There are lots of reasons to dislike p-values. Despite their inherent flaws, over-interpretation, and risks, it is extremely tempting to argue that, absent other information, the smaller the p-value, the less plausible the null hypothesis. For example, the venerable Prof. Philip Stark (who I admire and who was surely choosing his words very carefully), writes in “The Value of p-Values”:

“Small p-values are stronger evidence that the explanation [the null hypothesis] is wrong: the data case doubt on the explanation.”

For p-values based on reasonable hypothesis tests with no other information, I think that Prof. Stark is (usually, mostly) correct to say this. But there is nothing in the definition of a hypothesis test that requires it to be reasonable without a consideration of *power*, and power does not enter the definition of a p-value.

So, to motivate the importance of explicit power considerations in the use of hypothesis tests and p-values, let me describe three ridiculous but valid hypothesis tests. None of this is new, but perhaps it will be fun to have these examples all in the same place.

# Hypothesis tests and p-values

I will begin by reviewing the definition of p-values in the context of hypothesis testing. Let our random data \(X\) take values in a measurable space \(\Omega_x\). The distribution of \(X\) is posited to lie in some class of distributions \(\mathcal{P}_\theta\) parameterized by a parameter \(\theta \in \Omega_\theta\). A simple null hypothesis \(H_0\) specifies a value \(\theta_0 \in \Omega_\theta\) that fully specifies the distribution of the data, which we will write as \(P(X | \theta_0)\).

#### Hypothesis tests

A valid test of \(H_0\) with level \(\alpha\) consists of two parts:

- A measurable test statistic, \(T: \Omega_x \mapsto \Omega_T\), possibly incorporating additional randomness, and
- A region \(A(\alpha) \subseteq \Omega_T\) such that \(P(T(X) \in A(\alpha) | H_0) \le \alpha\).

#### P-values

Often (as in our simple example), the regions are nested in the sense that \(\alpha_1 < \alpha_2 \Rightarrow A(\alpha_1) \subset A(\alpha_2)\). Stricter tests result in smaller rejection regions. In such a case, we can define the p-value of a particular observation \(x\) as the smallest \(\alpha\) which rejects \(H_0\) for that \(x\).

#### A simple example

A simple example, which suffices for the whole present post, is data \(X = (X_1, \ldots, X_N)\), from a \(\mathcal{N}(\theta, 1)\) distribution. The classical two-sided test, which is eminently reasonable for many situations, uses

- \(T(X) = \sqrt{N} \vert \bar{X} - \theta_0 \vert\) and
- \(A(\alpha) = \left\{x: T(x) \ge \Phi^{-1}(1 - \alpha / 2) \right\}\),

where \(\bar{X}\) is the sample average and \(\Phi\) the cumulative distribution function of the standard normal. Today I will not quibble with this test, but rather propose absurd alternatives.

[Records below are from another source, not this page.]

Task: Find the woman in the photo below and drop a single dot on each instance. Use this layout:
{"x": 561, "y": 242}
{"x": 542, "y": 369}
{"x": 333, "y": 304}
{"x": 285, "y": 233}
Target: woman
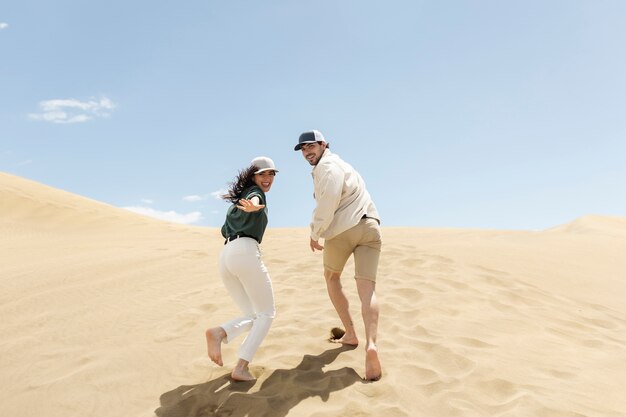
{"x": 242, "y": 269}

In the case of our simple example, the p-value is simply \(p(x) = 2(1 - \Phi(T(x)))\). As \(T(x)\) increases, the p-value \(p(x)\) decreases.

#### The reasoning

If \(\alpha\) is small (say, the much-loathed \(0.05\)), and we observe \(x\) such that \(T(x) \in A(\alpha)\), the argument goes that \(x\) constitutes evidence against \(H_0\), since such an outcome was improbably if \(H_0\) were true. Correspondingly, smaller p-values are taken to be associated with stronger evidence against the null.

However, one can easily construct valid tests that satisfy the above definition that range from obviously incomplete to absurd. In the counterexamples below I will be happy to assume that \(H_0\) is reasonable, even correct. (So we are not in the case of Prof. Stark’s “straw man”, ibid.) Missing in each of the increasibly egregious counterexamples that I will describe is a consideration of *power*, which is an explicit consideration of the ability of the test to reject when \(\theta \ne \theta_0\).

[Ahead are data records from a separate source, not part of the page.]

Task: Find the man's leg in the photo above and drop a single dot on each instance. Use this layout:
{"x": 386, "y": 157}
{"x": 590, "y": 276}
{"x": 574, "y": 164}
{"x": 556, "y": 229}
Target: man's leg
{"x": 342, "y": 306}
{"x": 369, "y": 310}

# Three ridiculous hypothesis tests

#### Example 1: Throw away most of the data

Suppose we use the simple example above example, but throw away all but the first datapoint. So our hypothesis test is

- $T(x) = x_1 - _0 $, \(A(\alpha)\) as above.

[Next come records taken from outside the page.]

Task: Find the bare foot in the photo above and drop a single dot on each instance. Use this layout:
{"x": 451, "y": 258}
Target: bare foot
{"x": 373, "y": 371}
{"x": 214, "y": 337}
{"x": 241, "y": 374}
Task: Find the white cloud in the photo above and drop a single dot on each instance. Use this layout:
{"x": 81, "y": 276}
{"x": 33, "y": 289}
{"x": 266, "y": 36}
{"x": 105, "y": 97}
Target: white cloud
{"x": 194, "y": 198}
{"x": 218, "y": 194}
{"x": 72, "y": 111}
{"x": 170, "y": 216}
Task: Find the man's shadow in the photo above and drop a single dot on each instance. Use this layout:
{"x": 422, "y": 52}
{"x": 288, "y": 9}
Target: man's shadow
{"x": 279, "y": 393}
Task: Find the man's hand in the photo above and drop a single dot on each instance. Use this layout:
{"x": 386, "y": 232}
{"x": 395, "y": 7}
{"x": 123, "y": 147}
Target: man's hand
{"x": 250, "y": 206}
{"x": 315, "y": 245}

This test is valid, as are its p-values. In this case, it is true that larger \(p\) values cast further doubt on the hypothesis (and Prof. Stark’s quote is true). But the increment is small, since a single datapoint is much less informative than the full dataset.

Missing from this silly test is the fact that, by using all the data, one can construct a strictly larger rejection region — and so a test with more power — with the same level.

#### Example 2: Throw away all the data

Since we can use randomness in our test statistic, let us define

- \(T(x) \sim \textrm{Uniform}[0,1]\).
- \(A(\alpha) = \left\{x: T(x) \le \alpha \right\}\).

This test has the correct level and valid p-values, but has nothing at all to do with the data or \(H_0\). It also generates valid confidence intervals, which are either the whole space \(\Omega_\theta\) or \(\emptyset\), with probabilities \(1 - \alpha\) and \(\alpha\) respectivelly.

The book “Testing Statistical Hypothesis” defines p-values for randomized tests as the smallest \(\alpha\) which rejects with probability one. Using this definition, p-values for this case would always be \(1\). So, by this technicality, p-values slip through the cracks this counterexample. However, I would argue that one could just as well augment the data space with \([0,1]\) and consider the uniform draw to be “data” rather than part of the hypothesis, in which case the p-values is simply \(\textrm{Uniform}[0,1]\), independent of the data.

The problem with this test is that it has no greater power to reject under the alternative than under the null. Again, it is a consideration of power, rather than the definition of a valid test, that reveals the nature of the flaw.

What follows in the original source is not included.